L'affaire ERAI (Entreprise Rhône-Alpes internationale), structure présentée comme le bras armé du conseil régional de Rhône-Alpes pour accompagner les entreprises à l'international, a alimenté la chronique pendant les nombreux mois précédant sa liquidation judiciaire le 30 juin 2015 par le tribunal de grande instance de Lyon. Et le rapport de la chambre régionale des comptes, qui sera débattu le 23 juin prochain dans sa version définitive par la nouvelle assemblée régionale présidée par Laurent Wauquiez (LR), était très attendu.
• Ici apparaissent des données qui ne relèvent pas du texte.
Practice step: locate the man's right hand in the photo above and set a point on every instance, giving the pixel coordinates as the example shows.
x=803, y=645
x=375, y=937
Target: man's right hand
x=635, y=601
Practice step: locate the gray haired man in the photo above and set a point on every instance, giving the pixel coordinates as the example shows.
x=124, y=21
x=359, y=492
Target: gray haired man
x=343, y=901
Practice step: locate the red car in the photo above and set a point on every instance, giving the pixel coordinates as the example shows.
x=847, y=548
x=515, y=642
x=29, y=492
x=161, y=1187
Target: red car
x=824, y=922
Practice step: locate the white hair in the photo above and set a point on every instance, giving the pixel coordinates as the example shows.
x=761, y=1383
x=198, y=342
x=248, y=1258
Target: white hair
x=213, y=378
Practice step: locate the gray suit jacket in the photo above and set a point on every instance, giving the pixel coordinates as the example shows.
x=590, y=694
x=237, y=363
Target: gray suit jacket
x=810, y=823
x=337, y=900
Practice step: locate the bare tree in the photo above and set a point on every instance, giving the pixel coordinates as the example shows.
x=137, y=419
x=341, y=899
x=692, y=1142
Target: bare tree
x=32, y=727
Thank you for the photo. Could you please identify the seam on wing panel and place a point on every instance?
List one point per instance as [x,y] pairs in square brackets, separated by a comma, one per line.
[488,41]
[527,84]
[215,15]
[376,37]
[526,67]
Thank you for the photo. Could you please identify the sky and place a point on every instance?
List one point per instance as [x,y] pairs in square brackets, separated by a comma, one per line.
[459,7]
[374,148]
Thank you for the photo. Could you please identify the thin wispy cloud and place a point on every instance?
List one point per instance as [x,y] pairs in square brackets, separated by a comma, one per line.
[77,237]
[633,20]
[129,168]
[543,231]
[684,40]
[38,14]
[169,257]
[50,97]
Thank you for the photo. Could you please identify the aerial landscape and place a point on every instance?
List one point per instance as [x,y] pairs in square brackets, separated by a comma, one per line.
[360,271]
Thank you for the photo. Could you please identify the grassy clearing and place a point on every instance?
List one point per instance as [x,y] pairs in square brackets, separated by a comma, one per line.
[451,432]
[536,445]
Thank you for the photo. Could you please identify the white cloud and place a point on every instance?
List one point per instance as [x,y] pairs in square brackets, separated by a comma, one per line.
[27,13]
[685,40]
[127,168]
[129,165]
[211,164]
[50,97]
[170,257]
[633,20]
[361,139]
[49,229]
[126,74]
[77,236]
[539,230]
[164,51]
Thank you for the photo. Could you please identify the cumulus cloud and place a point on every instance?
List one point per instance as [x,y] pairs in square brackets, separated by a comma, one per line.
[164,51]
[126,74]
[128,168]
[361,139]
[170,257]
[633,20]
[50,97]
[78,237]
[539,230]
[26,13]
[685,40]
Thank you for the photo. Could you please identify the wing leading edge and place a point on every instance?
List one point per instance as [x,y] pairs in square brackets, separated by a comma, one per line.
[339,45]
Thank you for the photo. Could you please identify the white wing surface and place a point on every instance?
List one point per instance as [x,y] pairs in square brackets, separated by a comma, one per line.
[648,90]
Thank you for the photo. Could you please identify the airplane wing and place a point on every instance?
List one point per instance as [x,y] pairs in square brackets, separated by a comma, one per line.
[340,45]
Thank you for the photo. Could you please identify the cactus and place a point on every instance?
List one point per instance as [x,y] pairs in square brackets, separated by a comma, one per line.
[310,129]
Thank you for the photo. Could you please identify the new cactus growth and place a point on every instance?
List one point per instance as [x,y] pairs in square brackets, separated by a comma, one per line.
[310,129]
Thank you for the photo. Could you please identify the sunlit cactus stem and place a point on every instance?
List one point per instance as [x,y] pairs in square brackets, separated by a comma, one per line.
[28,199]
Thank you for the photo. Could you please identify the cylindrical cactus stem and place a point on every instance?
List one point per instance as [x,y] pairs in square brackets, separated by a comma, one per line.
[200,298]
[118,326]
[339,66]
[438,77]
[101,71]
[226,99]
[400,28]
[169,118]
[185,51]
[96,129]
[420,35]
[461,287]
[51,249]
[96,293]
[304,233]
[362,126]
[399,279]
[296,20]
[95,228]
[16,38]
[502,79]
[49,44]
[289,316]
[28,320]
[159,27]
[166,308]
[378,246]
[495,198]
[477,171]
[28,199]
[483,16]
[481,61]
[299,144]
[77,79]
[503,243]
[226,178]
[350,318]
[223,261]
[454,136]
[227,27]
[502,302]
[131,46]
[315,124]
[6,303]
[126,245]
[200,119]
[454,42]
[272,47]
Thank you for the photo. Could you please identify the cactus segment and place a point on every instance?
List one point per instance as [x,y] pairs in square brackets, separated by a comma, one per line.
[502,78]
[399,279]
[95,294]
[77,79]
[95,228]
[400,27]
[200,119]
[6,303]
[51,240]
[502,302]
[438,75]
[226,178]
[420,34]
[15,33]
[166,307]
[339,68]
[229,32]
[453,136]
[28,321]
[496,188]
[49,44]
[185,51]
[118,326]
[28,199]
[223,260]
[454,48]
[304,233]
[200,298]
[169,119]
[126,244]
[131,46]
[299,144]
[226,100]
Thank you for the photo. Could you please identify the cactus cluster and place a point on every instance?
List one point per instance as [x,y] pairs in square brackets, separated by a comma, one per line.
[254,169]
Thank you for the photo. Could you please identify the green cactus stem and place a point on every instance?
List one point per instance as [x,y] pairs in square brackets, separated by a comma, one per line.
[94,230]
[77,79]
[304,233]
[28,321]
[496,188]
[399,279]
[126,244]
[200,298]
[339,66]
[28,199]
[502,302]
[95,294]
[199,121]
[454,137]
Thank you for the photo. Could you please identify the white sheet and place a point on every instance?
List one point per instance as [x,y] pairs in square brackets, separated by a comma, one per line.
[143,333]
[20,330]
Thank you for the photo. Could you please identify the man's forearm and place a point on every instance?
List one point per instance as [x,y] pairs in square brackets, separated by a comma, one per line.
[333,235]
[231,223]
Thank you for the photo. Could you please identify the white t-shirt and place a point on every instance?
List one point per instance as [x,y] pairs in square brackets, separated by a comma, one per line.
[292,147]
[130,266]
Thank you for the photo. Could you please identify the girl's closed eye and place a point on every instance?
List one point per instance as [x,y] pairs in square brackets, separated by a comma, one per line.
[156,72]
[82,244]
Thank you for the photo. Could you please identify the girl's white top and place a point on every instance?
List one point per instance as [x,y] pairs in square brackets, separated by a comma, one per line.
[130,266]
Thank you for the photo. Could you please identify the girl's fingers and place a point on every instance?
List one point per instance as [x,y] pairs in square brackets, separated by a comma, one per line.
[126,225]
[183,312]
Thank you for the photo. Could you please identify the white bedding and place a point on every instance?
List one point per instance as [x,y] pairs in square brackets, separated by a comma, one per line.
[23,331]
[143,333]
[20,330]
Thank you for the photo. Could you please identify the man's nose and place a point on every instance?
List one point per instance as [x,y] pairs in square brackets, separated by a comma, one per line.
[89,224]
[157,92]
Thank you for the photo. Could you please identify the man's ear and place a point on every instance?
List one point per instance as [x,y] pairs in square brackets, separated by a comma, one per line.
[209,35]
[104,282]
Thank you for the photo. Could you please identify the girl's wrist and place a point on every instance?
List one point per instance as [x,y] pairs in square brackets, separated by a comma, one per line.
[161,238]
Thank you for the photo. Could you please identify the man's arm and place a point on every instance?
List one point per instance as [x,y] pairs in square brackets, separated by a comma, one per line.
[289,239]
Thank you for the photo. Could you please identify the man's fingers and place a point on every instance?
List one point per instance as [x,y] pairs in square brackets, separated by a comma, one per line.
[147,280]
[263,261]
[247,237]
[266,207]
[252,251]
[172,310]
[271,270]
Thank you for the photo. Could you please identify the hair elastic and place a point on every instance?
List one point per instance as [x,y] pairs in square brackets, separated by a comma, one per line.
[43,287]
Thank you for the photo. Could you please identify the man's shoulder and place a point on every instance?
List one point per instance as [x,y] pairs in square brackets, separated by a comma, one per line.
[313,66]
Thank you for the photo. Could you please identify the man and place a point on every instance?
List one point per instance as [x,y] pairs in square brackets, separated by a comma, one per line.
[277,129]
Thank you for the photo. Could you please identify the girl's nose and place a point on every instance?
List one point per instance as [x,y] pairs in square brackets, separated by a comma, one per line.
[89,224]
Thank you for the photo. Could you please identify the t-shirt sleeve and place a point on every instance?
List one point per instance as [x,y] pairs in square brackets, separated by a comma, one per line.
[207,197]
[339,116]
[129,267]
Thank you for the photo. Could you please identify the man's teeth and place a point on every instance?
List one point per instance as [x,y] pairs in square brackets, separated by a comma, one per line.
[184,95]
Il confirme des manquements à tous les niveaux à des degrés divers.

Au nom de la continuité d'exploitation ?

"Afin de connaître la situation financière du groupe que constituait ERAI et ses filiales, les administrateurs et la collectivité auraient dû exiger des comptes consolidés certifiés* et des tableaux de trésorerie qui auraient révélé une situation très dégradée dès 2010", estime le rapport définitif.

Quant au commissaire aux comptes, "en s'abstenant de recourir à la procédure d'alerte" il "pourrait voir sa responsabilité engagée", tranche la chambre.

La position de l'homme de chiffre arguant de la continuité de l'exploitation (toujours subventionnée par la région) semble "fragile", aux yeux des juges financiers.

La chute finale d'ERAI, provoquée par une opposition politique de certains...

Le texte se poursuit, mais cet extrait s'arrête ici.